Eating out in Canterbury is a joy, with so much on offer within the compact city. Top choices among the many cafés and coffee shops include Café St Pierre, Kitch, The Refectory Kitchen, The Moat Tea Rooms, Micro Roastery and Burgate Coffee House. There are dozens of great restaurants to choose from too, including The Corner House, The Goods Shed, The Ambrette, A La Turka, Pinocchio’s, Saint Smokey’s BBQ House, Pork & Co, Azouma, Oscar & Bentley’s, Il Posticino and the County Restaurant at ABode. And one of Canterbury’s favourite eateries, the Mexican/Mediterranean Café des Amis, celebrated its 30th birthday this year.

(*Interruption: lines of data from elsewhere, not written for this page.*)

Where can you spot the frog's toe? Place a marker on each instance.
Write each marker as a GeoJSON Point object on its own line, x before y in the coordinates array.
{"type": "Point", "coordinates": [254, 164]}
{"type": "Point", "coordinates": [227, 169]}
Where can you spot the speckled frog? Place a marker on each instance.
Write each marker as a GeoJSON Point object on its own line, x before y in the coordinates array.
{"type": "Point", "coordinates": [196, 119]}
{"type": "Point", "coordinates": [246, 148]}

New additions to the city include Five Guys burgers, The Parade Room at One Pound Lane and The Stag cocktail and coffee bar. Among the many good pubs and bars, seek out The Thomas Tallis alehouse, The Foundry brew pub and The Pound. Further afield, don’t miss The Tyler’s Kiln on Tyler Hill, Kathton House in Sturry, The Dog at Wingham and of course The Fordwich Arms – now proudly displaying its gleaming new Michelin star.

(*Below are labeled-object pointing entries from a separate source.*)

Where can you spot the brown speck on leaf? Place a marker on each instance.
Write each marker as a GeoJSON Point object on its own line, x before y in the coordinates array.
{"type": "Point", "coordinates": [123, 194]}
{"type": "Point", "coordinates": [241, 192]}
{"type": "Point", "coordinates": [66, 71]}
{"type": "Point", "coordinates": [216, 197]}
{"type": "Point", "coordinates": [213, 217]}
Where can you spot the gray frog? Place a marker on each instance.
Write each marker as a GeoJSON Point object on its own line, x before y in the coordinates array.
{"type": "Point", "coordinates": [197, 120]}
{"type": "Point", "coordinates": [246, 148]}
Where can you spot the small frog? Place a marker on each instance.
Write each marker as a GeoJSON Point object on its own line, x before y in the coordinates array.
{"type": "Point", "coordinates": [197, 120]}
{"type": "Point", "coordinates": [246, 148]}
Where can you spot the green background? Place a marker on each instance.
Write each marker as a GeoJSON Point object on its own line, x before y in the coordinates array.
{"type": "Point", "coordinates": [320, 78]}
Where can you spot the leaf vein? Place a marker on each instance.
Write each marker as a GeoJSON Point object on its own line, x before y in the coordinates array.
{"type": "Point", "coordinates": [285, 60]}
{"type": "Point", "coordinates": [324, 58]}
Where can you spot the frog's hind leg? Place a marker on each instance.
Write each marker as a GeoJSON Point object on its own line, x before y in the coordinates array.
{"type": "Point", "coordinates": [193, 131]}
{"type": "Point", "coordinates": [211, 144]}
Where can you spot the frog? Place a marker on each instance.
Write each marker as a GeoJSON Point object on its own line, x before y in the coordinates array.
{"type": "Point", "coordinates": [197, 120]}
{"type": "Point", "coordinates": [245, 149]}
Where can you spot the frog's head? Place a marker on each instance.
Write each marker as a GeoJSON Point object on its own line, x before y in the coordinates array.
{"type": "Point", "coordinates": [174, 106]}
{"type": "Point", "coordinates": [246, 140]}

Keen shoppers are spoilt for choice in Canterbury, with everything you need within a short walk. Whitefriars has all the big brands, including Fenwick and M&S, with the far end of the High Street and the King’s Mile Quarter offering plenty of independents.

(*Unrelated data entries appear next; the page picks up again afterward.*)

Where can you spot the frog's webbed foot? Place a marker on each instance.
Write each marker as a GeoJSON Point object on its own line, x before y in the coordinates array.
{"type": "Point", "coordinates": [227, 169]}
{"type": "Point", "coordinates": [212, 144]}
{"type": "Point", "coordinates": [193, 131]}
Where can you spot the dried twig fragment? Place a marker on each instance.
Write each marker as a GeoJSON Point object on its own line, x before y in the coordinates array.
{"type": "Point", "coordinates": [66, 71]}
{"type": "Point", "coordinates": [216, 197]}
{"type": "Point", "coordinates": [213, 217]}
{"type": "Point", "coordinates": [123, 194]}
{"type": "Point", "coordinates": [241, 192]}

Some of our favourites include The Fudge Kitchen, Vinylstore Jr, 925 Silver, Queen Bee Home (see our postcard from Canterbury), Siesta, Madame Oiseau Fine Chocolates, Minster Glass Studio, The Goods Shed, Ortwin Thyssen jewellery, The Chaucer Bookshop and Revivals.

Postcard from Canterbury

My name is Emma North and along with my husband Simon, we own and run our independent vintage furniture, gift, interiors, and coffee shop called Queen Bee Home in the heart of historic Canterbury.

Queen Bee Home was established five years ago. We stock vintage furniture, gifts and accessories. We try to source quirky things not found anywhere else in Canterbury.

The idea behind it was a dream for a number of years; we both love interiors and furniture renovation. Our motto is ‘how hard can it be?’ Jolly hard actually, but enjoyable and rewarding too!

Simon is a trained chef, working in many prestigious restaurants in London and Europe over the years, so to add a coffee shop in store was a no-brainer to us. He bakes daily, producing gorgeous cakes and tasty savoury items, including gluten free and vegan options.

Canterbury is a beautiful city; the history alone makes it a pleasure to be in. We enjoy it when we arrive early in the morning, when the Christ Church Gates are closed and it is so quiet. The feeling that the city is just waking up is lovely. The High Street is pedestrianised for most of the day, making it a safe and family friendly environment.

There are a huge variety of restaurants, cafés, parks and some great shopping to be taken advantage of. We rarely have any time to eat out or go to the pub, but when we do we pop for a pizza at Chapter, or for something a little different we love The Ambrette in Beer Cart Lane.